India is getting ready for Chandrayaan-3, which will attempt to land on the moon.



On Wednesday around after 6 p.m. India time, the Vikram lander will touch down at the lunar South Pole.

Prior to this, only the US, China, and Russia have successfully executed a controlled landing on the moon's surface.

The most populous nation in the world is getting ready for its second attempt to land on the moon.

On X, formerly known as Twitter, the agency wrote, "Smooth sailing is continuing.

India has a very low-budget aerospace project, although it has expanded significantly in size and velocity since it launched its first lunar orbiting mission in 2008.

The cost of the most recent mission is $74.6 million, significantly less than that of other nations due to India's cost-effective space engineering.
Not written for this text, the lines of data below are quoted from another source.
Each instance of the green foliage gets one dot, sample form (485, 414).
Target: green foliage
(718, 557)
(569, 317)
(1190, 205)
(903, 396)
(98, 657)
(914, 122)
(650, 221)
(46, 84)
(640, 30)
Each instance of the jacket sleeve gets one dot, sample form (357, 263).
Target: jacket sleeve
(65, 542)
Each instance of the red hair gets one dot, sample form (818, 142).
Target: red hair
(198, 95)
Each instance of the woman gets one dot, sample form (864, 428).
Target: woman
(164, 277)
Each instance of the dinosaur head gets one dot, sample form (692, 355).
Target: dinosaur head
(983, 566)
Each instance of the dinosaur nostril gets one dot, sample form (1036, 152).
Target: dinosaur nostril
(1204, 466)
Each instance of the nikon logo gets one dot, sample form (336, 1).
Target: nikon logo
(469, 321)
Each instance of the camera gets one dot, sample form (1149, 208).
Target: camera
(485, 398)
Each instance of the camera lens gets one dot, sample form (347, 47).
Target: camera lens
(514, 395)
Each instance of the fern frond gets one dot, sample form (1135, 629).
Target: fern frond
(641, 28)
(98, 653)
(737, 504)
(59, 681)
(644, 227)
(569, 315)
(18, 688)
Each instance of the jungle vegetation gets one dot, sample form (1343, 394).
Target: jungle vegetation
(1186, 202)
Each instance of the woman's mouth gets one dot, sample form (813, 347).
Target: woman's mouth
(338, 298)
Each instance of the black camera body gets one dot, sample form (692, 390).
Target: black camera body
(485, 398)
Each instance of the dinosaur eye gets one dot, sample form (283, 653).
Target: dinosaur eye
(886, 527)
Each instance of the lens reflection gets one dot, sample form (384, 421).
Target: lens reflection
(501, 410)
According to experts, India can keep prices down by using and modifying current space technology, as well as by employing a large number of highly competent engineers who make a small fraction of what their international colleagues do.

In what would be a first for any space mission, Chandrayaan-3, whose name means "mooncraft" in Sanskrit, is slated to touchdown its Vikram lander just after 6 pm (1200 GMT) close to the little-explored lunar South Pole.

The most recent venture comes only days after Russia's first moon mission in over 50 years, which was headed for the same location, crashed on the lunar surface. An earlier Indian attempt in 2019 ended in failure.

The most recent images sent by the lander, according to former Indian space commander K Sivan, are conclusive proof that the mission's last leg would be successful.

It is encouraging that we will be able to complete the landing operation without any issues, he said on Monday, according to AFP.

When a lunar module lost touch with scientists just before it was supposed to arrive four years ago, Sivan said, the Indian Space Research Organisation (ISRO) made adjustments as a result.

"Chandrayaan-3 is going to go with more ruggedness," he said. "We're confident that everything will go as planned, and we expect it to."

 

The Apollo missions of the 1960s and 1970s, which arrived on the moon in a matter of days, were significantly faster in their arrival than the mission that launched nearly six weeks ago in front of thousands of adoring spectators.

India currently employs significantly less potent rockets than the US did at the time. Instead, the probe made many orbits about Earth to pick up speed before beginning its month-long route around the moon.

Sanskrit for "valour," the lander of the spacecraft, Vikram, separated from its propulsion module last week and has been sending back pictures of the moon's surface ever since it entered lunar orbit on August 5th.

The ISRO said on social media the day before the landing that everything was going according to plan and that the mission control centre was "buzzing with energy & excitement."

In addition to planning to send a crewed expedition into Earth's orbit in the coming years, beginning with unmanned test flights in 2024, India made history in 2014 when it became the first Asian nation to orbit a satellite around Mars.

The exploration of the mostly uncharted lunar South Pole by India would provide "very, very important" knowledge to the scientific community, according to Sivan, the former head of ISRO.